En las cartas de suicida que Arguedas incluyó al final de su novela herida, se puede advertir que encontró albergue entre los personajes. Se asumió como parte del peregrinaje peruano, que es la forma  de su migración; y lo hizo desde la conciencia trágica, y también paradójica, del suicida que se despide protestando su fe en nosotros, sus lectores.  Se excusa de su muerte,  y nos delega su vida.

La Biblia, fragmentos del libro de Isaías y al final una epístola de Pablo, alimenta con citas y alusiones, una inquietante persuasión cristiana. En primer lugar, este plano de alusiones parece darle sentido sacrificial al padecimiento sin discurso de las víctimas de la modernización. En segundo lugar, la vehemencia enunciativa de Isaías, que resuena también tras algunos poemas de Vallejo, se aviene a la lengua desasida y tremebunda del relato. Pero, lo que es quizá más importante, este lenguaje bíblico posibilita una mediación entre la vida sin sentido y la muerte sin discurso. Ya que la representación social se agota en su propia explicación, en las evidencias; y ya que el mundo es percibido desde la subjetividad alterada por la violencia moderna, esta dimensión mítico-religiosa posibilita articular la diáspora andina como un sacrificio patente y un renacer latente. Los indios que un antecesor de Arguedas (Guamán Poma de Ayala) llamó “los pobres de Jesucrito,” son en el mapa de la migración los nuevos cristianos primitivos.

“Con el Señor hablo bien, derecho,” anuncia don Esteban, declarando su independencia de la práctica religiosa pero afirmando su estirpe cristiana. En su ojo, dice, hay candela que ataja a la muerte.  El habla se levanta “contra la muerte,” a la que ha jurado vencer. Esta figura de rebeldía y sacrificio parece nutrirse de la teología de la liberación, que por entonces Arguedas ha empezado a apreciar desde su diálogo con el padre Gustavo Gutiérrez. Un capítulo se cierra con la epístola de Pablo: “Si yo hablo en lenguas de hombres y de ángeles, pero no tengo amor, no soy más que un tambor que resuena…”

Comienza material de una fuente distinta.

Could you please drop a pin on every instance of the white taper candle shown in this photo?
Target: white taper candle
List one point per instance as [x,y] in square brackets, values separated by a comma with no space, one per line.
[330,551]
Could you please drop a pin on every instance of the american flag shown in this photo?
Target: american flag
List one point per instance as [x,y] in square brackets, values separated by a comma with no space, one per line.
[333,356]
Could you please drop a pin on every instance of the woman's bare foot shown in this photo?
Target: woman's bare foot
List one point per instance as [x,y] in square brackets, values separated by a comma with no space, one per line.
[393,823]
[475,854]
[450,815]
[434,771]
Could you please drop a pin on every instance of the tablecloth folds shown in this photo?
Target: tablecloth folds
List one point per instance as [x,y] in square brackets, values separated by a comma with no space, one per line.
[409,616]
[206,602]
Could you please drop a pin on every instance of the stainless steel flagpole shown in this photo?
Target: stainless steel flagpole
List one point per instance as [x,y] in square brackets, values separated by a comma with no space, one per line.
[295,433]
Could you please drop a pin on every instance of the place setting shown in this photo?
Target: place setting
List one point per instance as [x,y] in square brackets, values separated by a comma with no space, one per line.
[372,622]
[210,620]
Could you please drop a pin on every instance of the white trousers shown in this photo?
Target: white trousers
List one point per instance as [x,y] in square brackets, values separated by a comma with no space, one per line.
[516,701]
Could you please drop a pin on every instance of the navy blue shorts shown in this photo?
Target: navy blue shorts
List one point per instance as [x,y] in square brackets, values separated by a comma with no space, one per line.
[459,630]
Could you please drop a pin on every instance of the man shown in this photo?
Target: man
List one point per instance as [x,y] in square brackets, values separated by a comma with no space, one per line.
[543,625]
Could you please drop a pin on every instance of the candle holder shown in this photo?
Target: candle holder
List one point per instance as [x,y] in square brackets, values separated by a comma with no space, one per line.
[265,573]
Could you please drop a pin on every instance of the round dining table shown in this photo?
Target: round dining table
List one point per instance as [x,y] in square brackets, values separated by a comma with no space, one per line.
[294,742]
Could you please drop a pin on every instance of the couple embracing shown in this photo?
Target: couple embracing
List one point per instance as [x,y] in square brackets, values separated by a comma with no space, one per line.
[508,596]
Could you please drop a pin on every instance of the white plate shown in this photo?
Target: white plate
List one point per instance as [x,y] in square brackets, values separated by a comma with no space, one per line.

Por un lado se levantan los mercados de la muerte, por otro los discursos de linaje sacro y mágico, sus fragmentos, que confrontan a la modernización desnaturalizadora con su fuerza regenerativa y su utopía comunitaria. Una utopía capaz de recuperar para lo humano el espacio revertido: contra el desierto, tan peruano, del desvalor, Arguedas nos sigue prometiendo la casa acrecentada por el mutuo hacer y el bien decir. La intimidad religiosa de ese proyecto utópico, recorre el espacio infernal convirtiendo al lector en “hombre dialógico”. Contra la moneda del mercado, la palabra es gratuita y compartida. Pero ese gesto no es “arcaico” o “premoderno;” es, más bien, un exceso de modernidad: su promesa medida desde sus incumplimientos. Lo más moderno es lo diverso, inclusivo y plural. Porque si hubiese una sola razón, una sola verdad, un solo discurso, América Latina no tendría lugar en este mundo. José María Arguedas le dedicó la vida a esa esperanza.